New 'Bank Tax' Proposal Is More Destructive Populism

In their new book on the history of banking, "Fragile by Design," academics Charles Calomiris and Stephen Haber make the compelling argument that a country's propensity for frequent banking crises is linked to the ability of populist elements to hold the banking sector to ransom.

Banking systems are crisis-prone not because the participants are "too big" or because banking activity is inherently unstable and needs to be tightly regulated, Calomiris and Haber say. Rather, it is forcing banks' investment decisions and actions to be dictated by the whims of the majority rather than by consumers and the bottom line that makes them fragile. Countries that avoid this trap, such as Canada and Singapore, have suffered no banking crises even during periods when their real economies have floundered.

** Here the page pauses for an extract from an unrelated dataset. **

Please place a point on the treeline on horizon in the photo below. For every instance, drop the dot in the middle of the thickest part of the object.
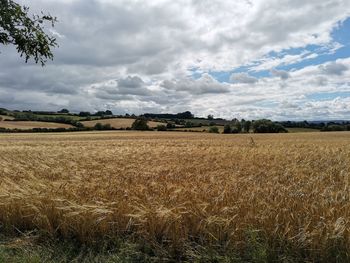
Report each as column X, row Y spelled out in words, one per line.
column 184, row 120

Calomiris and Haber find numerous examples of this destructive populism in the United States' own checkered banking history. Prohibitions on branch banking and interstate banking led to successive banking crises in the late 19th and early 20th centuries as small banks and their local regulators jealously protected their turf. Similarly, the proliferation of subprime mortgages to create an "ownership society" contributed to the conflagration we all lived through in 2008.

Viewed through this lens, Rep. Dave Camp's rumored "big bank tax" is more of the same. His attempts to lower individual and corporate taxes and to simplify the tax code are highly commendable. But including a complex tax on selected participants in a lone industry would seem to undermine the spirit of a "simplifying" proposal.

More importantly, levying a tax on large banks will not enhance systemic stability (in the way that asking banks to increase capital may do). Nor would these funds go towards reducing risk in the banking sector — such as financing a resolution mechanism. The bank tax is nothing more than a transfer payment — an attempt to force a small group of wealthy, but politically unpopular institutions to finance everyone else. I would call it un-American, were it not clear that with respect to banking, it is oh-so-very American.

On the bright side, at least Rep. Camp's proposal calls a tax a tax. Dodd-Frank levies many "hidden" taxes on banks, large and small. Indeed, the ongoing and seemingly endless litigation by regulators against some of the country's largest banking institutions – in some cases for actions encouraged by those same regulators — is a tax by another name.

Which brings us to the key issue – do we really want banks to be stable, profitable and internationally competitive or do we want them to be cash cows for Congress? The research by Calomiris and Haber suggests that in the interests of financial stability, keeping Congress out of the banking sector would be the best course of action.

Louise Bennetts is the associate director of financial regulatory studies at the Cato Institute in Washington.